The next two years are widely forecast to bring some lean times to carriers — even periods of red ink.
Sustained injections of tonnage — new and secondhand — and a strong order book have been encouraged by a combination of money in the bank, the need for critical mass in new alliance structures and the drive toward alternative fuels. Unless world trade growth reaches unprecedented levels, there will be significant overcapacity for an extended period. And if the Red Sea fully reopens, that overcapacity will only be exacerbated.
Why then, should carriers be optimistic about their ability to alleviate short-term losses and produce healthy profits over the cycle?
For long-term watchers of the industry, the turning point for the carriers was the bankruptcy of Hanjin in 2016. Up until that point, carriers had a very poor return on capital and very little control over their future profits in a highly fragmented industry.
The COVID-19 pandemic, and more recently the Red Sea crisis, were unusual events that gave an unexpected boost to carriers'results. But Hanjin's collapse was the catalyst for a consolidation which, alongside organic growth of the bigger players, means that today the top five carriers control 64.5% of global capacity, according to Alphaliner, while the top 10 control 84.1%.
We can only speculate on the ultimate ambitions of Mediterranean Shipping Co., but most of the rest of the top 10 have ambitious fleet expansion plans — particularly CMA CGM and Cosco Shipping.
Outside the top 10, there are few carriers that have significant growth plans, so the top 10's percentage of world fleet will continue to rise.
Controlling supply — and price
The degree of consolidation that has taken place does not mean that carriers can defy rate gravity if there are unbridgeable gaps between supply and demand. But it does mean that in a down market, the biggest carriers can provide leadership by withdrawing whole strings. And in an up market, the carriers can act very quickly to increase rates, and as we have seen, amass big war chests.
We will see some rocky periods ahead, but the carriers' collective ability to control the supply lever, and thus price, has significantly increased.
There is the less talked about factor that has also helped control the free supply of capacity — the reduction of the non-operating carrier fleet. The non-operating fleet and the leasing companies' container fleets can be viewed as the elastic in the container shipping industry — helping carriers to meet incremental short-term capacity needs in different geographies, but on a bigger scale providing the opportunity to launch new products, especially for asset-poor new entrants.
Alphaliner recently reported that the most traded sector of the charter market — 7,000- to 9,000-TEU ships — lost a massive 2.3 million TEUs of capacity in the last five years. It further reported that more than 3.7 million TEUs of non-operating capacity was sold to end-users between Aug. 20 and March 25, although this was partially offset by 1.2 million TEUs of new capacity delivered to non-operators and 221,000 TEUs bought from end-users. The biggest buyers were MSC and CMA CGM.
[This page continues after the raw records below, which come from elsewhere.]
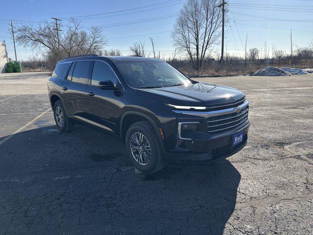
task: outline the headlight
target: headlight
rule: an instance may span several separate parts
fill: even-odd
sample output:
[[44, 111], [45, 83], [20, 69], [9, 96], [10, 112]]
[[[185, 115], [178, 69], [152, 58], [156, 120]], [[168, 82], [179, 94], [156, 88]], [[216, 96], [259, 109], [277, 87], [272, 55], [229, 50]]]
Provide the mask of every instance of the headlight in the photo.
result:
[[206, 107], [203, 107], [203, 106], [181, 106], [180, 105], [174, 105], [173, 104], [168, 104], [168, 105], [178, 109], [198, 109], [198, 110], [206, 109]]
[[178, 123], [178, 139], [180, 140], [191, 140], [186, 138], [189, 133], [196, 130], [198, 130], [199, 121], [181, 122]]
[[197, 130], [198, 123], [186, 123], [182, 122], [181, 123], [181, 128], [182, 131], [192, 131], [194, 130]]

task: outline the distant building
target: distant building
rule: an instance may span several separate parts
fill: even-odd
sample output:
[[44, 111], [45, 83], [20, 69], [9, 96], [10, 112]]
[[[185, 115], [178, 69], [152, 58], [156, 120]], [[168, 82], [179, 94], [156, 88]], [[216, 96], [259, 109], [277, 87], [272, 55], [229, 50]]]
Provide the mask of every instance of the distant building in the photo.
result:
[[0, 43], [0, 73], [5, 72], [6, 64], [5, 49], [4, 48], [4, 46]]

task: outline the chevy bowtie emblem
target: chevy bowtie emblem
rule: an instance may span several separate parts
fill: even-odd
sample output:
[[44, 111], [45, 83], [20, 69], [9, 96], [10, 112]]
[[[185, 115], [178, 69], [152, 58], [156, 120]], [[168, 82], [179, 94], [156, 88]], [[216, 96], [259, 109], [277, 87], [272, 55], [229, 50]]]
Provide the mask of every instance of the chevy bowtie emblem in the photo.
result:
[[239, 113], [240, 112], [240, 108], [239, 108], [239, 107], [234, 108], [234, 112], [235, 113]]

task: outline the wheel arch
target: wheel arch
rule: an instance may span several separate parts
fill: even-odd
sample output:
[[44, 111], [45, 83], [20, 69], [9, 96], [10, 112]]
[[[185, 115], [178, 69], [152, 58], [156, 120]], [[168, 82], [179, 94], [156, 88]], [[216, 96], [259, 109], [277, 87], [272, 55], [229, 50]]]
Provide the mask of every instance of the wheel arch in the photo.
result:
[[52, 109], [53, 109], [53, 106], [54, 104], [58, 100], [61, 100], [62, 102], [62, 100], [61, 98], [61, 96], [55, 93], [52, 93], [50, 94], [50, 98], [49, 99], [50, 101], [50, 104], [51, 105], [51, 107]]
[[152, 125], [161, 145], [161, 148], [162, 150], [164, 150], [165, 148], [158, 125], [152, 118], [145, 114], [137, 111], [127, 111], [123, 114], [121, 118], [120, 136], [123, 142], [125, 143], [125, 136], [128, 128], [133, 124], [141, 121], [147, 121]]

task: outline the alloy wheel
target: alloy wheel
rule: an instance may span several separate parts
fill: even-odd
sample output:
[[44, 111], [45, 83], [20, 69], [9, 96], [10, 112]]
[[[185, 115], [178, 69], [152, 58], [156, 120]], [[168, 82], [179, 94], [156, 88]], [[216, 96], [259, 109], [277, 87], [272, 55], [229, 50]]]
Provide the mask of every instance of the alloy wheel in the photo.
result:
[[131, 137], [131, 151], [134, 160], [140, 165], [146, 165], [151, 160], [151, 146], [146, 137], [136, 132]]
[[64, 115], [62, 110], [59, 106], [57, 106], [55, 108], [55, 118], [59, 125], [63, 126], [64, 125]]

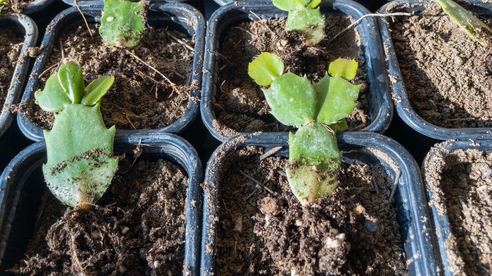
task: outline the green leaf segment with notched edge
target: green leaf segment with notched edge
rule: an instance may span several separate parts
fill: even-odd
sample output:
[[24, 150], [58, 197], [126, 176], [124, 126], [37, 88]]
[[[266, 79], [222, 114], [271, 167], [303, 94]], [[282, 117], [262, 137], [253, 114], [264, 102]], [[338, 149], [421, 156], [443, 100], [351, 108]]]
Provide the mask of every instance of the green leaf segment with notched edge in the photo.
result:
[[326, 22], [316, 7], [321, 0], [274, 0], [279, 9], [289, 12], [285, 29], [306, 35], [306, 43], [315, 45], [323, 39]]
[[453, 0], [435, 0], [461, 29], [484, 46], [492, 48], [492, 29]]
[[113, 156], [116, 129], [106, 128], [100, 106], [114, 81], [104, 76], [84, 88], [82, 68], [65, 60], [44, 89], [34, 93], [36, 103], [55, 113], [53, 129], [44, 132], [48, 154], [44, 178], [53, 194], [71, 206], [90, 208], [104, 193], [118, 167]]
[[[355, 60], [338, 58], [328, 73], [312, 84], [307, 78], [283, 72], [275, 54], [262, 53], [249, 64], [248, 74], [263, 89], [270, 112], [282, 124], [299, 128], [289, 135], [289, 164], [286, 168], [291, 189], [303, 205], [331, 194], [341, 152], [337, 132], [347, 130], [345, 118], [356, 105], [361, 85], [349, 80], [355, 76]], [[331, 76], [329, 75], [328, 73]]]
[[147, 5], [145, 0], [104, 0], [99, 32], [106, 45], [129, 49], [138, 45], [145, 28]]

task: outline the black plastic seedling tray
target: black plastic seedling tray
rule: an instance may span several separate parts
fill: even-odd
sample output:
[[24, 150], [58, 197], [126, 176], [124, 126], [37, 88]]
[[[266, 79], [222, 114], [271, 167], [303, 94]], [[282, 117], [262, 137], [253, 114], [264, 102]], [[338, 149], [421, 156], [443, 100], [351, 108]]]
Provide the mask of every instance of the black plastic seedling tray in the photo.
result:
[[[369, 11], [360, 4], [350, 0], [336, 0], [322, 3], [322, 13], [359, 19]], [[222, 40], [231, 27], [253, 18], [249, 11], [265, 18], [287, 16], [287, 13], [275, 7], [271, 1], [248, 0], [239, 1], [219, 8], [209, 21], [204, 62], [203, 94], [200, 103], [202, 118], [212, 135], [224, 141], [230, 137], [223, 136], [213, 126], [216, 118], [214, 104], [218, 98], [218, 60], [212, 52], [220, 52]], [[370, 114], [370, 124], [362, 131], [382, 133], [388, 128], [393, 116], [393, 104], [389, 91], [387, 73], [379, 37], [377, 24], [372, 17], [367, 17], [356, 28], [360, 37], [366, 59], [365, 71], [369, 89], [366, 92]], [[238, 53], [241, 55], [241, 53]]]
[[[102, 6], [80, 6], [82, 13], [89, 23], [100, 21]], [[154, 3], [149, 7], [147, 15], [148, 24], [155, 28], [168, 28], [178, 30], [195, 37], [194, 56], [192, 74], [190, 83], [202, 80], [202, 67], [205, 40], [205, 22], [203, 16], [191, 6], [183, 3]], [[63, 11], [48, 26], [43, 39], [41, 53], [36, 59], [31, 76], [26, 87], [22, 103], [29, 105], [34, 97], [39, 82], [39, 75], [46, 68], [54, 45], [58, 43], [59, 38], [73, 28], [83, 24], [81, 12], [77, 7], [72, 7]], [[174, 123], [158, 129], [117, 130], [116, 137], [129, 134], [149, 134], [154, 132], [179, 134], [186, 129], [193, 122], [198, 114], [198, 100], [200, 96], [201, 85], [192, 91], [187, 108], [183, 116]], [[18, 116], [19, 128], [29, 138], [34, 141], [44, 139], [43, 130], [34, 125], [29, 116], [19, 113]]]
[[[241, 137], [243, 136], [243, 137]], [[245, 141], [244, 139], [247, 139]], [[436, 256], [435, 237], [430, 228], [429, 210], [424, 185], [417, 164], [410, 154], [397, 142], [383, 136], [361, 132], [344, 132], [338, 135], [340, 150], [357, 153], [344, 153], [345, 163], [377, 165], [382, 169], [398, 178], [398, 186], [394, 203], [397, 219], [407, 259], [409, 275], [437, 275], [439, 264]], [[222, 144], [214, 153], [207, 165], [205, 172], [203, 207], [201, 275], [215, 275], [216, 246], [220, 207], [218, 202], [221, 196], [222, 183], [217, 173], [221, 163], [233, 151], [247, 146], [263, 147], [265, 152], [278, 146], [282, 149], [277, 156], [288, 156], [288, 135], [287, 133], [264, 133], [259, 135], [244, 134], [233, 138]], [[370, 148], [380, 151], [396, 165], [391, 166], [386, 157], [378, 156]], [[385, 161], [385, 159], [387, 159]], [[227, 165], [224, 165], [227, 166]]]
[[30, 3], [27, 7], [24, 8], [22, 10], [22, 13], [24, 14], [31, 14], [41, 11], [54, 1], [55, 0], [36, 0], [33, 2]]
[[[479, 151], [492, 151], [492, 140], [481, 140], [476, 141], [468, 140], [448, 142], [444, 148], [437, 150], [433, 149], [429, 153], [422, 164], [422, 173], [424, 175], [425, 175], [429, 166], [429, 163], [438, 154], [439, 154], [438, 156], [440, 157], [443, 154], [446, 155], [459, 149], [474, 149]], [[431, 200], [433, 198], [433, 193], [430, 190], [429, 183], [425, 181], [425, 185], [427, 187], [428, 196], [429, 200]], [[437, 236], [437, 248], [440, 261], [442, 264], [444, 275], [446, 276], [450, 276], [453, 275], [453, 274], [449, 269], [449, 259], [448, 258], [447, 252], [449, 248], [446, 245], [446, 241], [451, 233], [449, 220], [447, 215], [440, 214], [438, 210], [437, 206], [434, 204], [430, 205], [430, 211], [434, 226], [433, 229]], [[487, 233], [487, 234], [490, 234], [490, 233]]]
[[[492, 3], [485, 3], [481, 0], [467, 0], [473, 6], [467, 8], [483, 18], [492, 17]], [[424, 5], [431, 4], [431, 0], [396, 0], [386, 4], [379, 10], [379, 13], [387, 13], [391, 11], [401, 10], [406, 12], [421, 13]], [[398, 60], [389, 27], [388, 19], [378, 19], [381, 30], [381, 39], [385, 46], [389, 74], [394, 76], [397, 81], [392, 83], [395, 97], [398, 100], [395, 107], [399, 115], [407, 124], [416, 131], [431, 138], [440, 140], [490, 139], [492, 138], [492, 128], [445, 128], [435, 126], [424, 119], [412, 108], [408, 100], [408, 93], [403, 83]]]
[[[236, 2], [236, 0], [214, 0], [217, 4], [221, 6], [227, 5], [229, 3]], [[383, 5], [382, 2], [384, 0], [357, 0], [356, 1], [360, 3], [363, 6], [367, 7], [369, 10], [376, 10]]]
[[[183, 168], [189, 178], [184, 264], [192, 275], [199, 271], [201, 235], [200, 186], [203, 179], [201, 164], [194, 149], [172, 134], [126, 136], [123, 144], [115, 146], [115, 152], [132, 156], [137, 144], [143, 149], [142, 160], [163, 159]], [[40, 195], [48, 189], [41, 165], [46, 161], [44, 141], [22, 151], [10, 162], [0, 178], [0, 271], [12, 267], [24, 256], [33, 235]], [[192, 201], [194, 201], [193, 204]], [[164, 227], [165, 225], [163, 225]], [[3, 275], [3, 273], [1, 273]]]
[[10, 86], [7, 92], [1, 114], [0, 115], [0, 136], [10, 126], [14, 115], [7, 111], [11, 105], [17, 104], [22, 94], [24, 81], [28, 75], [31, 58], [27, 55], [30, 47], [34, 47], [37, 40], [38, 30], [35, 23], [31, 18], [20, 13], [10, 14], [0, 17], [2, 28], [12, 30], [16, 35], [24, 37], [17, 64], [14, 69]]

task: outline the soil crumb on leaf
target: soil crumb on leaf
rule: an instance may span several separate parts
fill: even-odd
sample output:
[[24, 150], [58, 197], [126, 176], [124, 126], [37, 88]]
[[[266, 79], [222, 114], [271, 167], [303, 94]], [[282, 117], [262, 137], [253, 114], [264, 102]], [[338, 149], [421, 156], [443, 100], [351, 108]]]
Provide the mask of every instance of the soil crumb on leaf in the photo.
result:
[[415, 111], [441, 127], [492, 127], [490, 49], [437, 4], [426, 5], [422, 14], [396, 18], [390, 24], [392, 38]]
[[[303, 208], [279, 172], [287, 159], [260, 161], [262, 153], [254, 147], [236, 151], [219, 170], [217, 275], [406, 275], [388, 202], [391, 177], [375, 167], [344, 165], [333, 194]], [[374, 187], [372, 175], [378, 194], [364, 190]]]
[[10, 87], [23, 44], [23, 39], [11, 30], [0, 30], [0, 103], [2, 106]]
[[[173, 87], [158, 73], [129, 54], [128, 50], [110, 49], [104, 45], [97, 30], [99, 25], [90, 25], [91, 33], [85, 25], [75, 27], [62, 35], [65, 56], [82, 67], [86, 85], [104, 75], [115, 77], [111, 88], [102, 99], [101, 111], [106, 127], [117, 129], [162, 128], [174, 123], [184, 113], [190, 93], [198, 89], [191, 83], [194, 53], [173, 40], [166, 32], [194, 46], [194, 39], [176, 31], [163, 28], [146, 28], [140, 44], [131, 50], [135, 55], [155, 68], [176, 85]], [[43, 89], [48, 78], [62, 61], [58, 41], [45, 69], [51, 68], [40, 80], [38, 89]], [[53, 113], [30, 103], [28, 113], [34, 124], [51, 129]]]
[[182, 274], [187, 178], [162, 160], [131, 164], [121, 163], [108, 191], [89, 211], [67, 207], [47, 193], [26, 257], [10, 272]]
[[245, 132], [292, 129], [280, 124], [269, 113], [262, 87], [248, 75], [248, 63], [261, 52], [266, 52], [277, 54], [285, 64], [286, 72], [288, 68], [294, 74], [306, 74], [311, 82], [321, 80], [328, 71], [330, 62], [337, 58], [355, 58], [359, 62], [359, 70], [352, 82], [365, 85], [357, 106], [347, 121], [349, 129], [360, 130], [367, 126], [370, 121], [365, 93], [368, 87], [364, 70], [366, 60], [359, 33], [352, 28], [336, 41], [328, 42], [350, 23], [346, 18], [327, 17], [327, 39], [314, 47], [306, 47], [304, 36], [297, 32], [286, 32], [284, 18], [244, 22], [231, 27], [219, 51], [227, 59], [217, 57], [221, 62], [214, 105], [217, 119], [214, 122], [214, 127], [228, 136]]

How does this affect the charter market, the carriers who bought the tonnage, and the fluidity of the industry?
Buoyant charter market
Pundits have been shocked that the charter market has stayed as buoyant as it has. The Red Sea issue, the move from three to four east-to-west carrier groupings (counting MSC as a grouping) and intermittent congestion have all been important incremental demand generators. The fact that there have been shortages of ships available for charter in non-operating fleets, however, has also been pivotal.
Carriers can be more creative with surplus assets and currently, at least, can bear less-than-optimal deployments. If non-operators get in a surplus position, they may have more need to be price-reactive. Ironically, then, the loss of some of their fleet to carriers has been a good thing for those non-operators who have held onto their assets. There is now less elasticity of supply in the charter market and more capability for non-operators to hold a firm line on price even when markets appear unfavorable, although similar to their operating carrier clients, they will not ultimately defy heavy gravity.
We can assume the motives of MSC, CMA CGM and others for buying secondhand tonnage in smaller sizes from non-operators was based purely on perceived low asset prices and a desire to have greater control over north-to-south trades and regional feeders.
The fact that this has limited the capability and the drive of the charter market to provide sharply priced tonnage to their competitors and any aspiring new entrants is, however, a helpful bonus.